An IIR filter is categorised by its theoretically infinite impulse response,

$$\displaystyle y(n)=\sum_{k=0}^{\infty}h(k)x(n-k)$$

Practically speaking, it is not possible to compute the output of an IIR using this equation. Therefore, the equation may be re-written in terms of a finite number of poles $$p$$ and zeros $$q$$, as defined by the linear constant coefficient difference equation given by:

$$\displaystyle y(n)=\sum_{k=0}^{q}b(k)x(n-k)-\sum_{k=1}^{p}a(k)y(n-k)$$

where, $$a(k)$$ and $$b(k)$$ are the filter’s denominator and numerator polynomial coefficients, who’s roots are equal to the filter’s poles and zeros respectively. Thus, a relationship between the difference equation and the z-transform (transfer function) may therefore be defined by using the z-transform delay property such that,

$$\displaystyle \sum_{k=0}^{q}b(k)x(n-k)-\sum_{k=1}^{p}a(k)y(n-k)\quad\stackrel{\displaystyle\mathcal{Z}}{\longleftrightarrow}\quad\frac{\sum\limits_{k=0}^q b(k)z^{-k}}{1+\sum\limits_{k=1}^p a(k)z^{-k}}$$

As seen, the transfer function is a frequency domain representation of the filter. Notice also that the poles act on the output data, and the zeros on the input data. Since the poles act on the output data, and affect stability, it is essential that their radii remain inside the unit circle (i.e. <1) for BIBO (bounded input, bounded output) stability. The radii of the zeros are less critical, as they do not affect filter stability. This is the primary reason why all-zero FIR (finite impulse response) filters are always stable.

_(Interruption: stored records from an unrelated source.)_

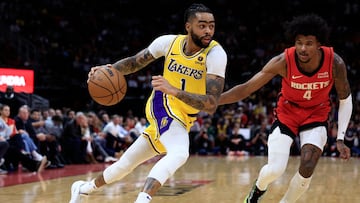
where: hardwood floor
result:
[0,156,360,203]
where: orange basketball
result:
[88,67,127,106]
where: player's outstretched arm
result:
[112,48,156,75]
[333,54,353,160]
[87,48,156,82]
[219,54,286,105]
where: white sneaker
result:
[69,180,86,203]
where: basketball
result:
[88,67,127,106]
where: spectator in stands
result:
[0,104,44,161]
[0,114,50,174]
[87,112,117,162]
[0,116,11,175]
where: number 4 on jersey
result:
[303,90,311,100]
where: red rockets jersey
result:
[281,46,334,108]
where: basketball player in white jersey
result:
[70,4,227,203]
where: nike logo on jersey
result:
[291,75,302,80]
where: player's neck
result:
[183,39,201,56]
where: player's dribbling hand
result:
[87,64,112,83]
[336,140,351,160]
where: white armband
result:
[337,94,353,140]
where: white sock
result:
[280,172,312,203]
[135,192,152,203]
[80,179,97,194]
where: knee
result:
[268,164,286,178]
[299,160,316,178]
[172,150,189,165]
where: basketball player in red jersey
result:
[219,14,352,203]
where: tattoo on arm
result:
[333,54,351,99]
[113,48,155,75]
[177,76,224,113]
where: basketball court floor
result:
[0,156,360,203]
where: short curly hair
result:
[284,13,330,44]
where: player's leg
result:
[280,126,327,203]
[135,121,189,203]
[70,136,157,202]
[244,127,293,203]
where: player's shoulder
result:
[154,34,179,43]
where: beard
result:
[190,31,210,48]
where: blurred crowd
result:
[0,0,360,174]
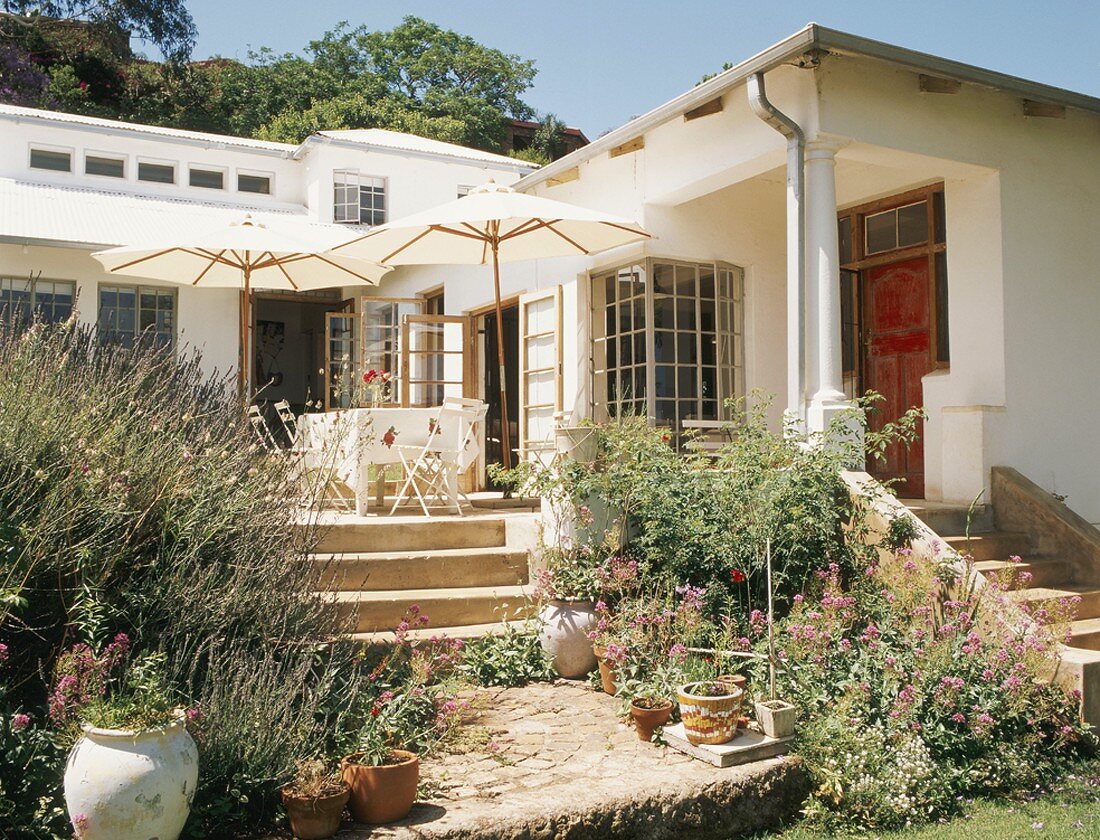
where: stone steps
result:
[314,546,528,592]
[316,516,506,554]
[974,557,1073,589]
[941,531,1031,562]
[322,586,532,634]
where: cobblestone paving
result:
[340,681,805,840]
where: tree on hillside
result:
[0,0,197,60]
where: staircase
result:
[902,499,1100,651]
[312,511,537,642]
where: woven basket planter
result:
[677,683,745,744]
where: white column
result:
[806,140,851,432]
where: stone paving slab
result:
[325,681,809,840]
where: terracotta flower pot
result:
[340,750,420,824]
[630,700,672,741]
[677,682,745,744]
[281,784,351,840]
[593,648,616,697]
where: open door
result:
[400,314,473,408]
[325,312,361,411]
[518,286,562,457]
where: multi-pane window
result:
[592,259,745,430]
[31,148,73,173]
[237,172,272,196]
[332,169,386,225]
[0,277,76,324]
[99,285,176,347]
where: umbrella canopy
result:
[332,181,650,265]
[92,214,391,397]
[332,180,650,467]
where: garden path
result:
[330,681,807,840]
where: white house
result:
[0,24,1100,521]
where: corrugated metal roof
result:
[0,103,298,157]
[0,178,356,246]
[306,129,538,169]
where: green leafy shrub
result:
[0,324,360,836]
[777,549,1093,828]
[459,622,554,687]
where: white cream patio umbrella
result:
[92,214,391,399]
[332,180,650,467]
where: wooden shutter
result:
[519,286,562,450]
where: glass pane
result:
[653,263,673,300]
[677,296,695,330]
[653,365,677,397]
[864,210,898,254]
[31,148,73,173]
[677,332,699,365]
[837,215,851,265]
[677,265,695,308]
[932,192,947,245]
[898,201,928,247]
[653,331,677,362]
[936,252,952,362]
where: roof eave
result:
[293,132,537,173]
[515,23,1100,189]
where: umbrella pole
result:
[493,235,512,469]
[238,264,252,407]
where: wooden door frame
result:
[837,181,950,395]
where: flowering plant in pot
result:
[340,606,462,824]
[48,633,198,840]
[279,759,350,840]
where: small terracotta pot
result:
[630,700,672,741]
[592,648,616,697]
[281,784,351,840]
[677,682,745,744]
[340,750,420,824]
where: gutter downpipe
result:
[746,70,806,433]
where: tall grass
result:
[0,323,367,836]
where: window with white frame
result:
[592,258,745,431]
[99,284,176,347]
[332,169,386,225]
[0,277,76,325]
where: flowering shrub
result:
[774,549,1091,828]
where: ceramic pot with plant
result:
[677,681,745,744]
[279,759,350,840]
[539,598,598,679]
[50,633,199,840]
[340,750,420,825]
[756,700,799,738]
[630,696,672,742]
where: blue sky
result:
[178,0,1100,137]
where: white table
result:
[294,407,440,516]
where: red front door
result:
[864,256,932,499]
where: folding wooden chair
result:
[389,398,488,517]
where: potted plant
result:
[630,695,672,742]
[50,633,199,840]
[279,759,349,840]
[677,681,745,744]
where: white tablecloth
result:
[294,408,439,516]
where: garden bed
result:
[292,679,809,840]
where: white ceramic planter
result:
[756,700,799,738]
[65,720,199,840]
[539,600,598,679]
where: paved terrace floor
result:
[301,681,807,840]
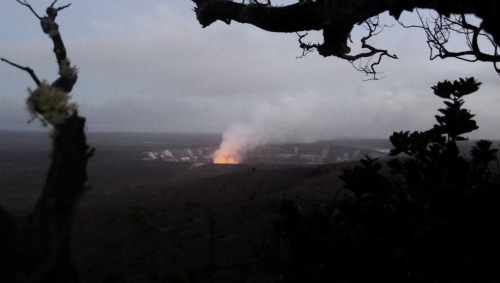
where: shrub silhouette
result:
[280,78,500,282]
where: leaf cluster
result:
[276,78,500,282]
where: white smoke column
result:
[213,93,316,164]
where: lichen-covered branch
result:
[193,0,500,76]
[0,0,94,283]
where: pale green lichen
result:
[26,81,76,126]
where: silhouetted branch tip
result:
[1,58,41,86]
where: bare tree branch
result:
[1,58,41,86]
[16,0,42,20]
[0,0,90,283]
[193,0,500,75]
[400,10,500,75]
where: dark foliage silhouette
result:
[281,78,500,282]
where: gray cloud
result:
[0,0,500,139]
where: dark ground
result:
[0,150,352,282]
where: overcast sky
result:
[0,0,500,140]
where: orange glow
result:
[214,155,241,164]
[212,147,243,164]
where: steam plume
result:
[213,93,316,164]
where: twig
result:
[1,58,42,86]
[16,0,42,20]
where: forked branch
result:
[400,10,500,75]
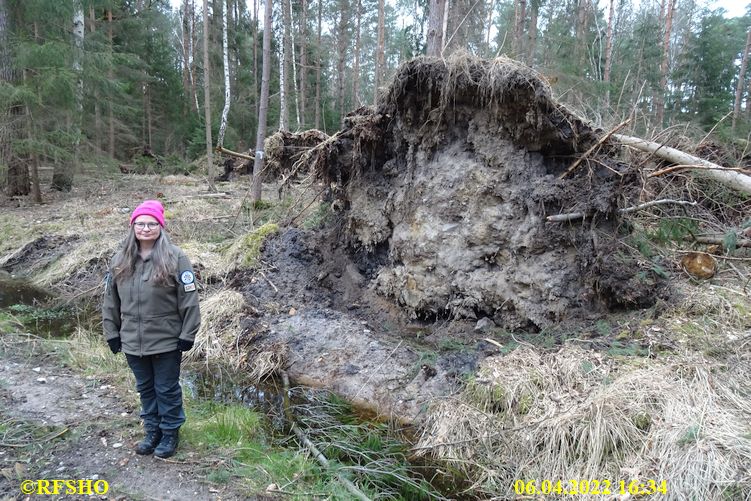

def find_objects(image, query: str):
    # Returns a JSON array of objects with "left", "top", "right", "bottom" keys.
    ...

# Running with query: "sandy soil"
[{"left": 0, "top": 348, "right": 271, "bottom": 501}]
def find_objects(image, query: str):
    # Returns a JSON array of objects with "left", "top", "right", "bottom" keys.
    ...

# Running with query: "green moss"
[
  {"left": 301, "top": 202, "right": 332, "bottom": 230},
  {"left": 227, "top": 223, "right": 279, "bottom": 268},
  {"left": 516, "top": 393, "right": 535, "bottom": 416}
]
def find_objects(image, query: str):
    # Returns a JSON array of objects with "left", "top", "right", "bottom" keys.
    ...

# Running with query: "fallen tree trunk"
[{"left": 612, "top": 134, "right": 751, "bottom": 194}]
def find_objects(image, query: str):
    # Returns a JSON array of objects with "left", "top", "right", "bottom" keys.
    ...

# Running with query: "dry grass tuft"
[
  {"left": 417, "top": 346, "right": 751, "bottom": 499},
  {"left": 247, "top": 343, "right": 289, "bottom": 384},
  {"left": 33, "top": 235, "right": 120, "bottom": 286},
  {"left": 185, "top": 289, "right": 245, "bottom": 370}
]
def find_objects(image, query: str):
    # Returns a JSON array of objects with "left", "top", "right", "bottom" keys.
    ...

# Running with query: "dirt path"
[{"left": 0, "top": 350, "right": 257, "bottom": 501}]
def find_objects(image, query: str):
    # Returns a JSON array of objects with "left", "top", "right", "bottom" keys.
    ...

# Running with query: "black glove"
[
  {"left": 177, "top": 338, "right": 193, "bottom": 351},
  {"left": 107, "top": 337, "right": 123, "bottom": 353}
]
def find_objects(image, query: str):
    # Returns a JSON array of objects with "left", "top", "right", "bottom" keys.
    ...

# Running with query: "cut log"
[{"left": 612, "top": 134, "right": 751, "bottom": 194}]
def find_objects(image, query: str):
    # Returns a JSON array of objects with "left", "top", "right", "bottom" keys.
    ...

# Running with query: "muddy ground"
[{"left": 0, "top": 349, "right": 264, "bottom": 501}]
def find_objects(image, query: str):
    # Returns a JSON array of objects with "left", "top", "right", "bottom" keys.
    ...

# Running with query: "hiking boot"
[
  {"left": 154, "top": 430, "right": 180, "bottom": 459},
  {"left": 136, "top": 428, "right": 162, "bottom": 456}
]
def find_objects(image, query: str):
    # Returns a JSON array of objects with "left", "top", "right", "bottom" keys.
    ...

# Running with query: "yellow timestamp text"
[
  {"left": 514, "top": 480, "right": 668, "bottom": 496},
  {"left": 21, "top": 478, "right": 110, "bottom": 496}
]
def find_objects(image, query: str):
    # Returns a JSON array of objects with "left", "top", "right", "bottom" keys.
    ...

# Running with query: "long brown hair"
[{"left": 113, "top": 225, "right": 177, "bottom": 287}]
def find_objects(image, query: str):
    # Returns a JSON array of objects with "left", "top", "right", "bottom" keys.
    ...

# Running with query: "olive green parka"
[{"left": 102, "top": 245, "right": 201, "bottom": 356}]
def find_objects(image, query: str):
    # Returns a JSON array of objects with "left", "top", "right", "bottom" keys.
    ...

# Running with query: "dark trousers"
[{"left": 125, "top": 350, "right": 185, "bottom": 431}]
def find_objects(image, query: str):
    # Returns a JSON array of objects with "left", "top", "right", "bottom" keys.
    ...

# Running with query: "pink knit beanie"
[{"left": 130, "top": 200, "right": 164, "bottom": 228}]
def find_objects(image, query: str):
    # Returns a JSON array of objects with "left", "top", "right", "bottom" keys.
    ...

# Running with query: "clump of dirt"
[
  {"left": 310, "top": 55, "right": 657, "bottom": 328},
  {"left": 263, "top": 129, "right": 329, "bottom": 179}
]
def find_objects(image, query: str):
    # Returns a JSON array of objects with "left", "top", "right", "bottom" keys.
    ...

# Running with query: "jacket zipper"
[{"left": 136, "top": 261, "right": 144, "bottom": 357}]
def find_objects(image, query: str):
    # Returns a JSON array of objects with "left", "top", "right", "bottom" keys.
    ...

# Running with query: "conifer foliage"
[{"left": 0, "top": 0, "right": 751, "bottom": 196}]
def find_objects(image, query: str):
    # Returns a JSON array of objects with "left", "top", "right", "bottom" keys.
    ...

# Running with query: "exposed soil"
[{"left": 296, "top": 55, "right": 659, "bottom": 330}]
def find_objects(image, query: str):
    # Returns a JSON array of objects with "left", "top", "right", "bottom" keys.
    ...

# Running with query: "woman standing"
[{"left": 102, "top": 200, "right": 201, "bottom": 458}]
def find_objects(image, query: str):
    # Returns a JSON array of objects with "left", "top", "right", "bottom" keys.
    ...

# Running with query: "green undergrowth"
[
  {"left": 178, "top": 400, "right": 330, "bottom": 499},
  {"left": 225, "top": 223, "right": 279, "bottom": 268}
]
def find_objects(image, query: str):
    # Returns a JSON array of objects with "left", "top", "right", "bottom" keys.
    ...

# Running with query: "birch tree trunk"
[
  {"left": 52, "top": 0, "right": 84, "bottom": 191},
  {"left": 655, "top": 0, "right": 675, "bottom": 128},
  {"left": 612, "top": 134, "right": 751, "bottom": 194},
  {"left": 602, "top": 0, "right": 615, "bottom": 107},
  {"left": 300, "top": 0, "right": 308, "bottom": 129},
  {"left": 253, "top": 0, "right": 259, "bottom": 116},
  {"left": 279, "top": 0, "right": 292, "bottom": 131},
  {"left": 524, "top": 2, "right": 540, "bottom": 66},
  {"left": 89, "top": 7, "right": 102, "bottom": 155},
  {"left": 188, "top": 0, "right": 201, "bottom": 115},
  {"left": 203, "top": 0, "right": 216, "bottom": 193},
  {"left": 216, "top": 2, "right": 231, "bottom": 147},
  {"left": 251, "top": 0, "right": 272, "bottom": 203},
  {"left": 731, "top": 29, "right": 751, "bottom": 134},
  {"left": 574, "top": 0, "right": 589, "bottom": 68},
  {"left": 315, "top": 0, "right": 323, "bottom": 129},
  {"left": 0, "top": 0, "right": 29, "bottom": 196},
  {"left": 107, "top": 9, "right": 115, "bottom": 160},
  {"left": 180, "top": 0, "right": 193, "bottom": 115},
  {"left": 373, "top": 0, "right": 386, "bottom": 106},
  {"left": 514, "top": 0, "right": 527, "bottom": 59},
  {"left": 426, "top": 0, "right": 446, "bottom": 57},
  {"left": 485, "top": 0, "right": 495, "bottom": 52},
  {"left": 0, "top": 0, "right": 14, "bottom": 170},
  {"left": 287, "top": 0, "right": 300, "bottom": 131},
  {"left": 336, "top": 0, "right": 348, "bottom": 124},
  {"left": 352, "top": 0, "right": 362, "bottom": 107}
]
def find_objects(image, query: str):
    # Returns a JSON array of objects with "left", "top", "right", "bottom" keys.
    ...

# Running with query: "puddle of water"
[
  {"left": 182, "top": 371, "right": 476, "bottom": 500},
  {"left": 0, "top": 272, "right": 82, "bottom": 337},
  {"left": 0, "top": 272, "right": 52, "bottom": 308}
]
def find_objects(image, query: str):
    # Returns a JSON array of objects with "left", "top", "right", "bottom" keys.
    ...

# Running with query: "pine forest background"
[{"left": 0, "top": 0, "right": 751, "bottom": 195}]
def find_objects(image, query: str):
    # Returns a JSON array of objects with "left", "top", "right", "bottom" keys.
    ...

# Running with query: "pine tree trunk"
[
  {"left": 315, "top": 0, "right": 323, "bottom": 129},
  {"left": 426, "top": 0, "right": 446, "bottom": 57},
  {"left": 286, "top": 0, "right": 300, "bottom": 131},
  {"left": 23, "top": 68, "right": 42, "bottom": 204},
  {"left": 0, "top": 0, "right": 29, "bottom": 196},
  {"left": 253, "top": 0, "right": 259, "bottom": 116},
  {"left": 300, "top": 0, "right": 308, "bottom": 129},
  {"left": 602, "top": 0, "right": 615, "bottom": 107},
  {"left": 655, "top": 0, "right": 675, "bottom": 128},
  {"left": 52, "top": 0, "right": 84, "bottom": 191},
  {"left": 485, "top": 0, "right": 495, "bottom": 53},
  {"left": 107, "top": 9, "right": 115, "bottom": 160},
  {"left": 180, "top": 0, "right": 193, "bottom": 115},
  {"left": 279, "top": 0, "right": 292, "bottom": 131},
  {"left": 251, "top": 0, "right": 272, "bottom": 203},
  {"left": 352, "top": 0, "right": 362, "bottom": 108},
  {"left": 373, "top": 0, "right": 386, "bottom": 106},
  {"left": 731, "top": 29, "right": 751, "bottom": 134},
  {"left": 216, "top": 2, "right": 231, "bottom": 147},
  {"left": 575, "top": 0, "right": 589, "bottom": 70},
  {"left": 203, "top": 0, "right": 216, "bottom": 193},
  {"left": 188, "top": 0, "right": 201, "bottom": 114},
  {"left": 0, "top": 0, "right": 15, "bottom": 168}
]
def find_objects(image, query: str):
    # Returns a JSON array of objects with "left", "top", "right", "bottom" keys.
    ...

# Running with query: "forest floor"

A discussion of IIR filter structures for both fixed point and floating point can be found here.

## Classical IIR design methods

A discussion of the most commonly used or classical IIR design methods (Butterworth, Chebyshev and Elliptic) will now follow. For anybody looking for more general examples, please visit the ASN blog for the many articles on the subject.

ASN Filter Designer’s graphical designer supports the design of the following four IIR classical design methods:

• Butterworth
• Chebyshev Type I
• Chebyshev Type II
• Elliptic

The algorithm used for the computation first designs an analog filter (via an analog design prototype) with the desired filter specifications specified by the graphical design markers – i.e. pass/stopband ripple and cut-off frequencies. The resulting analog filter is then transformed via the Bilinear z-transform into its discrete equivalent for realisation.

The Bessel prototype is not supported, as the Bilinear transform warps the linear phase characteristics. However, a Bessel filter design method is available in ASN FilterScript.

As discussed below, each method has its pros and cons, but in general the Elliptic method should be considered as the first choice as it meets the design specifications with the lowest order of any of the methods. However, this desirable property comes at the expense of ripple in both the passband and stopband, and very non-linear passband phase characteristics. Therefore, the Elliptic filter should only be used in applications where memory is limited and passband phase linearity is less important.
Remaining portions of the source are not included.